= Jerry Yeagley =

American soccer player and coach

Jerry Yeagley (born January 10, 1940, in Lebanon, Pennsylvania) is an American former soccer player and coach. He was the coach of the Indiana Hoosiers men's soccer team from 1973 to 2003. His teams won six NCAA Championships and a Division I record 544 games. He is considered the most successful collegiate men's soccer coach in the history of the sport. His overall career record was 544-101-45 (.828). He never had a losing season as a head coach. Yeagley was also an NCAA Champion in soccer as a player, winning the national championship with West Chester in 1961.

==Coaching career==
After earning a Master's degree from the University of Pittsburgh in 1963, Yeagley went to Indiana University as a Physical Education instructor and men's soccer coach. The team had been a club since 1947, but Yeagley's goal was to develop it into a varsity program. For ten years, with no money from the University for Yeagley's salary, team travel expenses, recruiting or uniforms, Yeagley, his wife Marilyn and the players lined the field, hung signs on campus and washed the players' uniforms.

Once the program gained varsity status and the full support of the university in 1973, Yeagley's teams quickly became a national power. Indiana reached the NCAA final in just its fourth season as a varsity program in 1976. In fact, through his 31-year career, Yeagley took every one of his four-year players to the NCAA College Cup, soccer's version of the Final Four. His teams made 28 NCAA tournament appearances, 16 appearances in the College Cup, and 12 appearances in the national final, while winning 10 Big Ten championships and 6 National championships — 1982, 1983, 1988, 1998, 1999, 2003 — the last one in his final season.

==Legacy==

Yeagley has helped inspire a number of his players to become coaches.
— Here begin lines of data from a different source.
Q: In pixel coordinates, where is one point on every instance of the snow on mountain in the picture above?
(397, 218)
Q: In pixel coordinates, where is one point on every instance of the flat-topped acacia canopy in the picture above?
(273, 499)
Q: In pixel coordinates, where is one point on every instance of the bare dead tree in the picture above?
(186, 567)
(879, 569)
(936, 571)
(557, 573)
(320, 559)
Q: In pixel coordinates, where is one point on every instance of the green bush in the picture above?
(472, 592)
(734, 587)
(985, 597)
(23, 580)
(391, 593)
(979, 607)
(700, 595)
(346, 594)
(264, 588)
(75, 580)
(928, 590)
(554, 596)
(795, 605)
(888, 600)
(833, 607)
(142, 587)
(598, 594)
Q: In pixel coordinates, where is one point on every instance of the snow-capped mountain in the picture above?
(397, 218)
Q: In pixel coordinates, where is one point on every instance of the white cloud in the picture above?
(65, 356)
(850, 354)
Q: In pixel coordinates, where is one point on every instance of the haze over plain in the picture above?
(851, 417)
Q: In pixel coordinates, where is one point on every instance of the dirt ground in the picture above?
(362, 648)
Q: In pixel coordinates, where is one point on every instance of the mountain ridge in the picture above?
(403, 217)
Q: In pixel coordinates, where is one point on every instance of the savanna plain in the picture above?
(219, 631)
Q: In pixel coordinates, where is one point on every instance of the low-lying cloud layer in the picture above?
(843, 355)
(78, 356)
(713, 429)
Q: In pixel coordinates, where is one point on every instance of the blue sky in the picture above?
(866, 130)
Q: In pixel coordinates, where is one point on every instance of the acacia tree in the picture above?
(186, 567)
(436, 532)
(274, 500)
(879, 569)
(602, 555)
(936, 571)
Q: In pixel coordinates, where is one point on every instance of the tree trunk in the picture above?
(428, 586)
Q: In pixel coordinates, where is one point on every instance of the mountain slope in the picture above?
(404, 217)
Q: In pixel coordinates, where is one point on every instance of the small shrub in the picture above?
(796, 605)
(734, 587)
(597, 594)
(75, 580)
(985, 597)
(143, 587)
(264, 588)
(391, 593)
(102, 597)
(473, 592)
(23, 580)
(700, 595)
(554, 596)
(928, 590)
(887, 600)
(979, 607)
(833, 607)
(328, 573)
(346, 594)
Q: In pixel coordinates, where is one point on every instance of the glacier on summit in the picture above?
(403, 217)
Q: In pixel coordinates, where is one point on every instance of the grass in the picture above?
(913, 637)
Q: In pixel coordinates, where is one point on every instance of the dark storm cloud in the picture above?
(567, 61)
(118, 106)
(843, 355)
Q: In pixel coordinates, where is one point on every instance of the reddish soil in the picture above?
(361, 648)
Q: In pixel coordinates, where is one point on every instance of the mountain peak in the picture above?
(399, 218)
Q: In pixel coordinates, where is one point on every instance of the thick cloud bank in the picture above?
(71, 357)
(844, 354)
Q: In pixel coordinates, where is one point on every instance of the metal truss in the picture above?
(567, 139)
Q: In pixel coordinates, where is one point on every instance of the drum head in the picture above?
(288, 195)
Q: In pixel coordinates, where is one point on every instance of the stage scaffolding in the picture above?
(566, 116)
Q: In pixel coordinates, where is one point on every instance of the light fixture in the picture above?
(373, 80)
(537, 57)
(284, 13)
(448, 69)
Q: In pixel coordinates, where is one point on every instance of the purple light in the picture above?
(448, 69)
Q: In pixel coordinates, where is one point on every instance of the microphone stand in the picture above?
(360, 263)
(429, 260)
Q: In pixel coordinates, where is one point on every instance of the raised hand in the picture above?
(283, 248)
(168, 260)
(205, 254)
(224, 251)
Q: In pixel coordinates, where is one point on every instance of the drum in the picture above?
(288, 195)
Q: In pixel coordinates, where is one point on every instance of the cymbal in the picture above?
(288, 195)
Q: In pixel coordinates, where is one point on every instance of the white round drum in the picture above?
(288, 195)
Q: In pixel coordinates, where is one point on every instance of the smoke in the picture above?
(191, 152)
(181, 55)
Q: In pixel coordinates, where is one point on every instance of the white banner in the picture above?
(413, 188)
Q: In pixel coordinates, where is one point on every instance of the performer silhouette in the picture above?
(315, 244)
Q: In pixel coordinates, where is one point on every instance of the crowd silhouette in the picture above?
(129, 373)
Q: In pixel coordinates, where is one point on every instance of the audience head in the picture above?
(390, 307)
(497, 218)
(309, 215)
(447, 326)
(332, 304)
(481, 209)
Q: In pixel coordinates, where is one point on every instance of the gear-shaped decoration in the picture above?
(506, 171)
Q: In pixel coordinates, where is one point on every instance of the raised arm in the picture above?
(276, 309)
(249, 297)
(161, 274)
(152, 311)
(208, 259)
There are more than 20 former IU players or coaches in the collegiate coaching ranks, while professional coaches who played under Yeagley include Caleb Porter, Mike Anhaeuser, Juergen Sommer and Pat Noonan.

Yeagley's son Todd played for him at Indiana from 1991 to 1994, winning the 1994 Hermann Trophy from the Missouri Athletic Club and being named a First-Team All-American. After playing for the Columbus Crew of Major League Soccer from 1996 to 2002, Todd returned to Indiana as a volunteer assistant coach during his father's last season. On December 18, 2009, Todd Yeagley was named Head Coach at Indiana.